Let $X$, $Y$, $Z$ be random variables. I learn from theorem 17.2 of the book All of Statistics by Larry Wasserman that under the assumption that the probability of the joint distribution $(X,Y,Z)$ is everywhere positive, $X \perp Y \mid Z$ and $X \perp Z \mid Y$ implies $X \perp \{Y, Z\}$. But I could not prove it. Could anyone help?
$X \perp Y \mid Z$ means $X$ is independent of $Y$ conditionally on $Z$, similarly $X \perp Z \mid Y$. $X \perp \{Y, Z\}$ means $X$ is independent of both $Y$ and $Z$.
In the book itself, the assumption is termed "all events have positive probability". Since it might be confusing where "events" come from, I translate it as the "the probability of the joint distribution $(X,Y,Z)$ is everywhere positive".
I found the question to be identical to Show that $X \perp Y|Z,W$ and $X \perp W | Z,Y$ implies $X \perp Y|Z$ and $X \perp W|Z$. The proof looks like this.

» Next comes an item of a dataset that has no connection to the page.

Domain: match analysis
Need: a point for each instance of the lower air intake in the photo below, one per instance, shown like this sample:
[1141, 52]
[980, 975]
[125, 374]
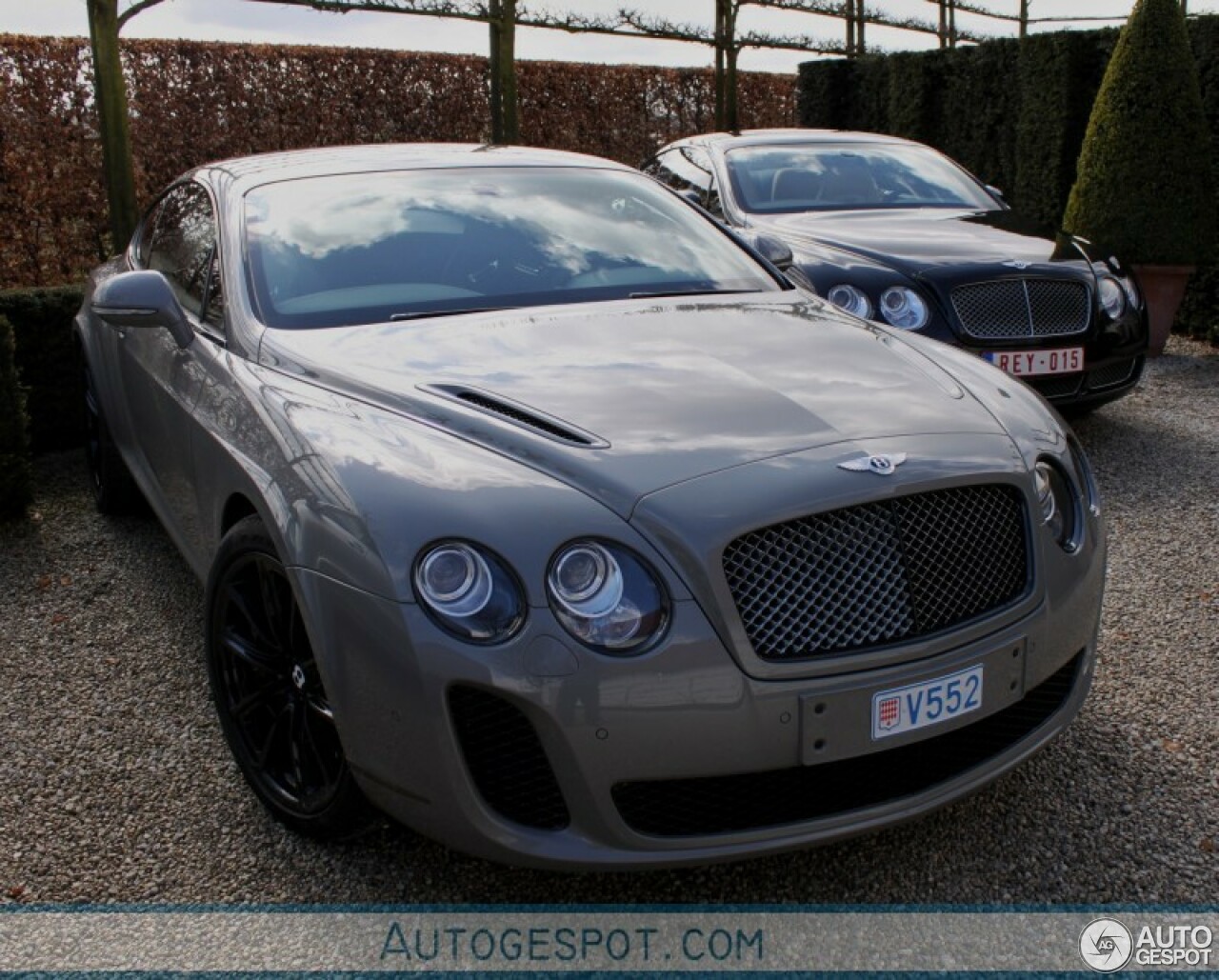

Since $X \perp Y \mid Z$ and $X \perp Z \mid Y$, $P(X\mid Y,Z)$ can be written in two ways,
\begin{align} P(X\mid Y,Z) = P(X \mid Y) = P(X \mid Z) \end{align}
Using the above equality, \begin{align} P(X)P(Y) &= \int_{Z}P(Z)P(X\mid Z)P(Y) \\ &= \int_{Z}P(Z)P(X\mid Y)P(Y) \\ &=P(X,Y) \end{align}
Thus, $X \perp Y$. $X \perp Z$ can be shown in the same way.